C’est le même constat au niveau des équipes nationales. Le capitaine est désigné en fonction du nombre de sélections ou de son âge, par exemple. Il n’est donc pas désigné en fonction de ses véritables qualités de leader, mais il sera tout de même attendu sur ces aspect-là, ce qui crée une sorte de déséquilibre pour celui-ci. Par ailleurs, les autres joueurs peuvent ne pas oser prendre leurs responsabilités, craignant de ne pas y être autorisés par l’entraîneur ou par le capitaine. Cela crée un manque à gagner important en matière de leadership.

« Nous devons nous départir de l’idée qu’un seul leader doit tout faire ou peut tout faire. Nos résultats ont montré que même lorsqu’il le peut, ce n’est pas une bonne idée. »

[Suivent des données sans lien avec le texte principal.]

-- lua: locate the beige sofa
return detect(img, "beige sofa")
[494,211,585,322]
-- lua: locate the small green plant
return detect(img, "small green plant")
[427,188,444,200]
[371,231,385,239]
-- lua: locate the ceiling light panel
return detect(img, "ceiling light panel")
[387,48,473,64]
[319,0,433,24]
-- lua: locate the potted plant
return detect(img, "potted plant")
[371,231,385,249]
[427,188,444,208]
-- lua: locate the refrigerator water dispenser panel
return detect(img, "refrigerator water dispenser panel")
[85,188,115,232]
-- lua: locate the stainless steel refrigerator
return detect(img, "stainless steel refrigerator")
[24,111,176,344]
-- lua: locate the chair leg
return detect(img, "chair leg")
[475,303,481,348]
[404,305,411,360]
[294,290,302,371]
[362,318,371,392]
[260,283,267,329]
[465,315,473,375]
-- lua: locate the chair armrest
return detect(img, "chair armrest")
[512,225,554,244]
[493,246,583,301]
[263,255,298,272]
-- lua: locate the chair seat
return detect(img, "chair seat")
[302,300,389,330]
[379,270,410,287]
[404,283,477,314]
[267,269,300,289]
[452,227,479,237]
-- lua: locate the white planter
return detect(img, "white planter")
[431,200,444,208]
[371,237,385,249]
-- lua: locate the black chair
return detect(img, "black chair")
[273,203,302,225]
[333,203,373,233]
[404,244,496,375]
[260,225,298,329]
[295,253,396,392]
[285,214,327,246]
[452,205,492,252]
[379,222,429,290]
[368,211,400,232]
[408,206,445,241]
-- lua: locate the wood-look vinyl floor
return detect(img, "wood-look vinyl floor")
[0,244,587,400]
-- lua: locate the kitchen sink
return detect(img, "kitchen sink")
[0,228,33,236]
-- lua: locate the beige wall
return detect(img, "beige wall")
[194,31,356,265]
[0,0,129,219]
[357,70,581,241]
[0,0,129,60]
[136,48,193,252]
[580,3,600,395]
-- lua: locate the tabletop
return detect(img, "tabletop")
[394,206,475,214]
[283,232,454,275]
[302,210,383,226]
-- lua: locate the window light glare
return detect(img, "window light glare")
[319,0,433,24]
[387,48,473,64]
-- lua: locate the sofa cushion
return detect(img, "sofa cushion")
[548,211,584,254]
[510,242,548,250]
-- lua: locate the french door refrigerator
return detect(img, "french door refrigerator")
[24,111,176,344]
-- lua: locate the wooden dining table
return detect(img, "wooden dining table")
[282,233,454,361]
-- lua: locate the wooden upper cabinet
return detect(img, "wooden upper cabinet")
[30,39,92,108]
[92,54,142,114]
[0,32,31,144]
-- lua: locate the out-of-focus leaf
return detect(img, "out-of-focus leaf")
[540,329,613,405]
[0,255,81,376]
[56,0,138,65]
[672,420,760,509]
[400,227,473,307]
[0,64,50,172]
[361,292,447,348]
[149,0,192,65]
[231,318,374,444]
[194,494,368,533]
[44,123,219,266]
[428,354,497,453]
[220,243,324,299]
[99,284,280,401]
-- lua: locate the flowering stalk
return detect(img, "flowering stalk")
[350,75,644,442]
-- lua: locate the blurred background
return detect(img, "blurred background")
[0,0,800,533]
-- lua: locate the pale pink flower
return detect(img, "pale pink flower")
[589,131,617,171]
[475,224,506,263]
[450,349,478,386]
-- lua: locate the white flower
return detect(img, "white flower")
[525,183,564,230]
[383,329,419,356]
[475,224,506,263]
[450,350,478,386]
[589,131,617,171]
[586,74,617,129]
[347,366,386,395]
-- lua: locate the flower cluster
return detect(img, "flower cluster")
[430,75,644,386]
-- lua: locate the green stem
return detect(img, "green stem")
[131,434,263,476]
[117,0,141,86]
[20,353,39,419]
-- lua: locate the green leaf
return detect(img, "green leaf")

De plus, il n’est pas non plus réaliste d’attendre qu’une seule et même personne concentre toutes les caractéristiques ou les qualités nécessaires pour assumer ce rôle de leader seul. Par exemple, pour être un bon leader orienté vers la tâche, il est évident qu’il faut avoir une connaissance tactique approfondie et avoir la capacité d’orienter ses coéquipiers. Mais pour être un leader social, il faut faire preuve d’empathie et posséder des compétences sociales. Ce sont déjà deux choses très différentes. Il semble donc logique que cela ne puisse être lié à une seule et même personne.

Néanmoins, supposons qu’une équipe possède ce leader fantastique, perçu comme performant dans ces quatre fonctions de leadership. Même dans ce cas de figure, nous avons constaté que les équipes dans lesquelles le leadership est partagé et réparti entre plusieurs personnes sont celles qui obtiennent les meilleurs résultats et sont les mieux classées. Cela confirme bien que nous devons nous départir de l’idée qu’un seul leader doit tout faire ou peut tout faire. Nos résultats ont montré que même lorsqu’il le peut, ce n’est pas une bonne idée.

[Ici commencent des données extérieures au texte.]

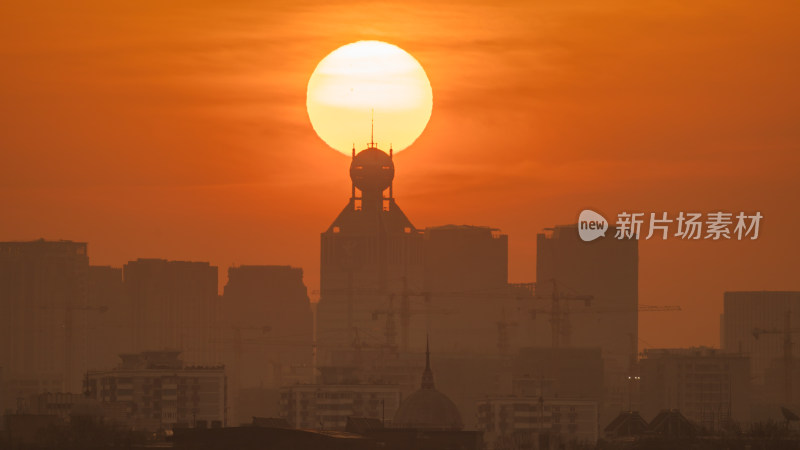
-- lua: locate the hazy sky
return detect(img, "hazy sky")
[0,0,800,346]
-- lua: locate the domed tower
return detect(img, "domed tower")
[317,142,425,365]
[392,340,464,430]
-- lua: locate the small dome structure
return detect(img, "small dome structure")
[392,338,464,430]
[350,147,394,193]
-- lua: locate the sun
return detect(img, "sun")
[306,41,433,155]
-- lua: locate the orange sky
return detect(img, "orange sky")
[0,0,800,346]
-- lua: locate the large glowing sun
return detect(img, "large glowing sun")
[306,41,433,155]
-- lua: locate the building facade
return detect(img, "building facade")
[720,291,800,385]
[122,259,221,364]
[280,384,402,431]
[639,347,751,430]
[477,396,598,450]
[317,144,425,363]
[533,225,639,421]
[0,240,93,394]
[87,350,227,430]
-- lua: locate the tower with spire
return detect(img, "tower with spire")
[392,338,464,431]
[317,125,424,364]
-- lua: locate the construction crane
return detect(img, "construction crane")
[39,305,108,389]
[753,311,800,402]
[530,278,594,348]
[530,305,681,354]
[372,291,456,353]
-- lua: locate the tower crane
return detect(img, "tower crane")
[753,311,800,402]
[530,278,594,348]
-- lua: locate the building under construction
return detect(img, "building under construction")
[317,143,532,364]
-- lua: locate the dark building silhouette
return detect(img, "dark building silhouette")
[533,225,639,422]
[317,144,424,362]
[221,266,314,424]
[222,266,314,387]
[720,291,800,384]
[392,340,464,431]
[86,266,132,369]
[424,225,508,292]
[412,225,532,355]
[123,259,221,364]
[639,347,751,430]
[86,350,228,431]
[512,347,605,402]
[0,240,89,394]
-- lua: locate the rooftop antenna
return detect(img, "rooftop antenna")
[369,108,375,147]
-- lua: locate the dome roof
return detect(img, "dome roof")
[392,338,464,430]
[350,147,394,192]
[392,388,464,430]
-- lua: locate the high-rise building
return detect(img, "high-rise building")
[533,225,639,422]
[86,266,132,370]
[638,347,751,430]
[317,144,425,363]
[720,291,800,389]
[0,240,90,399]
[221,266,314,423]
[122,259,221,364]
[416,225,532,355]
[424,225,508,292]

En ce sens, passer d’un capitaine formel, identifié en interne et en externe par le port du brassard et dont on attend toute sorte de comportements associés au leadership, à un groupe de joueurs possédant diverses compétences leur permettant de partager le leadership au sein de l’équipe, serait peut-être une approche plus adaptée ?

Absolument. Lorsque l’on parle de leadership partagé, il s’agit évidemment d’un continuum. A une extrémité, il y a l’entraîneur et le capitaine de l’équipe. Nous pourrions dire qu’il s’agit d’une forme de leadership partagé, mais nous savons que ce n’est pas l’idéal, car dans cette configuration nous passons à côté de sources potentielles de leadership au sein de l’équipe.

À l’autre extrémité du continuum, nous avons une équipe dont chaque joueur est un leader, ce qui n’est pas forcément nécessaire. Tous les joueurs ne souhaitent pas devenir des leaders et ils n’ont pas tous les aptitudes ou les compétences nécessaires pour prendre cette responsabilité.

Nous avons donc besoin d’une forme hybride réunissant un très bon entraîneur, évidemment, parce que c’est très important et un très bon groupe de leaders. Il faut les identifier, puis les nommer en fonction des compétences recherchées et du soutien des membres de l’équipe, afin qu’ils assument différentes fonctions de leadership.

Lorsqu’un entraîneur arrive dans un club ou à la tête d’une sélection nationale, l’une des premières choses à faire serait donc d’identifier des leaders qui pourraient être performants sur les quatre fonctions ?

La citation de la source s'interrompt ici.